First we start with the two datasets:
d1 = {
'01/01/2010' 1
'02/01/2010' 2
'03/01/2010' 3
'05/01/2010' 11
'06/01/2010' 17
};
d2 = {
'01/01/2010' 4
'02/01/2010' 5
'04/01/2010' 6
'05/01/2010' 7
};
Here is the code to perform the two types of join:
%# get all possible dates, and convert them to indices starting at 1
[keys,~,ind] = unique( [d1(:,1);d2(:,1)] );
%# full outer join
ind1 = ind(1:size(d1,1));
ind2 = ind(size(d1,1)+1:end);
fullOuterJoin = cell(numel(keys),3);
fullOuterJoin(:) = {NaN}; %# fill with NaNs
fullOuterJoin(:,1) = keys; %# union of dates
fullOuterJoin(ind1,2) = d1(:,2); %# insert 1st dataset values
fullOuterJoin(ind2,3) = d2(:,2); %# insert 2nd dataset values
%# inner join
loc1 = ismember(ind1, ind2);
loc2 = ismember(ind2, ind1);
innerJoin = cell(sum(loc1),3);
innerJoin(:,1) = d1(loc1,1); %# intersection of dates
innerJoin(:,2) = d1(loc1,2); %# insert 1st dataset values
innerJoin(:,3) = d2(loc2,2); %# insert 2nd dataset values
Alternatively, we could have extracted the inner join from the outer join dataset by simply removing rows with any NaN values:
idx = all(~isnan(cell2mat(fullOuterJoin(:,2:end))), 2);
innerJoin = fullOuterJoin(idx,:);
Either way, the result:
>> fullOuterJoin
fullOuterJoin =
'01/01/2010' [ 1] [ 4]
'02/01/2010' [ 2] [ 5]
'03/01/2010' [ 3] [NaN]
'04/01/2010' [NaN] [ 6]
'05/01/2010' [ 11] [ 7]
'06/01/2010' [ 17] [NaN]
>> innerJoin
innerJoin =
'01/01/2010' [ 1] [4]
'02/01/2010' [ 2] [5]
'05/01/2010' [11] [7]
In MATLAB, you cannot have strings as matrix elements. For that you need to use a cell array. This is a solution using cell arrays and containers.Maps.
FirstCellArray = {
'01/01/2010', 1;
'02/01/2010', 2;
'03/01/2010', 3;
'05/01/2010', 11;
'06/01/2010', 17
};
SecondCellArray = {
'01/01/2010', 4;
'02/01/2010', 5;
'04/01/2010', 6;
'05/01/2010', 7;
};
AllDatesCellArray = union(FirstCellArray(:,1), SecondCellArray(:,1));
% Create containers.Maps for both cell arrays. containers.Maps are hash tables.

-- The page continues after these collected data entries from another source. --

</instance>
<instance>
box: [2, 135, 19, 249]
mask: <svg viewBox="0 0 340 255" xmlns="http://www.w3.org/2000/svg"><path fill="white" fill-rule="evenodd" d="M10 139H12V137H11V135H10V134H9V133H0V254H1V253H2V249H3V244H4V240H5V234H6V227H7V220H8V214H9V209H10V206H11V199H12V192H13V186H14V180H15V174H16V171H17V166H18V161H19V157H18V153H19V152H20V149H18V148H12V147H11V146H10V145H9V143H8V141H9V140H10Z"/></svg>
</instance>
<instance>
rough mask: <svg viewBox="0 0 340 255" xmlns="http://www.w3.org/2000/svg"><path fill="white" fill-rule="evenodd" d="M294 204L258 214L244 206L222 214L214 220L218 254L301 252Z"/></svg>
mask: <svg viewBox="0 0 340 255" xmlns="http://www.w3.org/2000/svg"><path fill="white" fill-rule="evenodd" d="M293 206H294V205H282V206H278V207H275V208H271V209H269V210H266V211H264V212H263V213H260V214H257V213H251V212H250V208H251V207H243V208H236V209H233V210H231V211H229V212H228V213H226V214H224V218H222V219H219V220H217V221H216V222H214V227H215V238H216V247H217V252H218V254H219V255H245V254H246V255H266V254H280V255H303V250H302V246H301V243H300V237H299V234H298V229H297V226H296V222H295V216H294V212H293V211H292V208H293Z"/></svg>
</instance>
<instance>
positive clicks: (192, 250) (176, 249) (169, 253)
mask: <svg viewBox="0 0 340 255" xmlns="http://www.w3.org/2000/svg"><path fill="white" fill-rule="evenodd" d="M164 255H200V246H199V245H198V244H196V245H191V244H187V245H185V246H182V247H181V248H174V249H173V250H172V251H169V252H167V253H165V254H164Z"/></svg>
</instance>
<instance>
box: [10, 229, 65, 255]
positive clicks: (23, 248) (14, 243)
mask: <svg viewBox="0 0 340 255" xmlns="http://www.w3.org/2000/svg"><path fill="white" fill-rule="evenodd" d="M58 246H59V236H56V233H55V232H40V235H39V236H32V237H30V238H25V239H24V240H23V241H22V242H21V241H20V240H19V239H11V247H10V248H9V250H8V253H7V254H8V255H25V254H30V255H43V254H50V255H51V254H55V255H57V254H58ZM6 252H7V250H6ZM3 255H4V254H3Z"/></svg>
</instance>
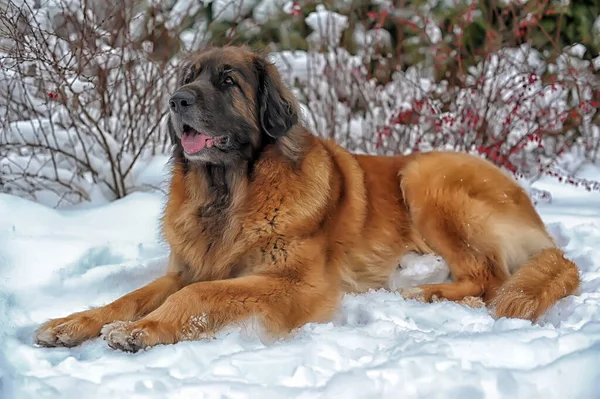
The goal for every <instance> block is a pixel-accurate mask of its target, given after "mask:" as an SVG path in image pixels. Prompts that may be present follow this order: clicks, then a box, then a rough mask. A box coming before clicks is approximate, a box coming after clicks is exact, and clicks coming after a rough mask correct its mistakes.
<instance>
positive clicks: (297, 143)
mask: <svg viewBox="0 0 600 399" xmlns="http://www.w3.org/2000/svg"><path fill="white" fill-rule="evenodd" d="M310 138H311V135H310V132H308V130H307V129H306V128H304V127H303V126H301V125H297V126H295V127H294V128H292V130H291V131H290V132H289V134H288V135H286V136H284V137H280V138H278V139H277V140H274V142H273V143H271V144H267V145H266V146H264V147H263V148H262V149H261V150H260V152H259V153H258V154H257V155H256V159H254V160H252V161H247V160H246V161H241V162H239V163H236V164H231V165H225V164H206V163H194V162H190V161H188V160H187V159H186V158H185V155H184V153H183V149H182V148H181V147H180V146H177V147H176V148H175V149H174V153H173V160H174V162H175V165H177V167H178V168H180V170H181V171H182V172H183V177H184V182H185V183H184V185H185V187H186V192H187V195H188V196H189V197H190V198H194V199H195V200H196V201H197V203H199V204H201V209H199V213H200V214H202V215H203V217H212V216H216V215H218V214H224V213H226V212H227V211H228V210H231V209H232V207H235V206H238V205H241V203H242V201H243V199H244V198H245V195H246V192H247V187H248V184H250V183H251V180H252V175H253V173H254V166H255V165H256V163H257V162H259V161H260V160H261V159H262V157H264V156H270V154H273V151H275V152H276V153H277V154H279V156H282V157H284V158H285V159H287V160H288V161H289V162H290V163H291V164H292V165H299V164H300V163H302V160H303V159H304V156H305V153H306V148H308V145H309V140H310Z"/></svg>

DateToFirstNumberMap = containers.Map(FirstCellArray(:,1), FirstCellArray(:,2));
DateToSecondNumberMap = containers.Map(SecondCellArray(:,1), SecondCellArray(:,2));
WithNaNsCellArray = AllDatesCellArray;
for Index = 1:size(WithNaNsCellArray, 1)
Key = AllDatesCellArray{Index, 1};
try
NumberOne = cell2mat(values(DateToFirstNumberMap, cellstr(Key)));
catch
NumberOne = NaN;
end
WithNaNsCellArray{Index, 2} = NumberOne;
try
NumberTwo = cell2mat(values(DateToSecondNumberMap, cellstr(Key)));
catch
NumberTwo = NaN;
end
WithNaNsCellArray{Index, 3} = NumberTwo;
end
WithoutNaNsCellArray = WithNaNsCellArray;
NaNIndicesVector = (isnan([WithNaNsCellArray{:,2}]) | isnan([WithNaNsCellArray{:,3}]));
WithoutNaNsCellArray(NaNIndicesVector == 1, :) = [];
Then WithNaNsCellArray contains the result with NaN rows and WithoutNaNsCellArray contains the result without NaN rows.
WithNaNsCellArray =
'01/01/2010' [ 1] [ 4]
'02/01/2010' [ 2] [ 5]
'03/01/2010' [ 3] [NaN]
'04/01/2010' [NaN] [ 6]
'05/01/2010' [ 11] [ 7]
'06/01/2010' [ 17] [NaN]
WithoutNaNsCellArray =
'01/01/2010' [ 1] [4]
'02/01/2010' [ 2] [5]
'05/01/2010' [11] [7]
The statistics toolbox contains a function called JOIN that basically does what you want.
http://www.mathworks.de/de/help/stats/dataset.join.html
Unfortunately, it probably can't handle strings and polytyped matrices. But you might be able to use JOIN to shorten the solutions proposed by the other answers.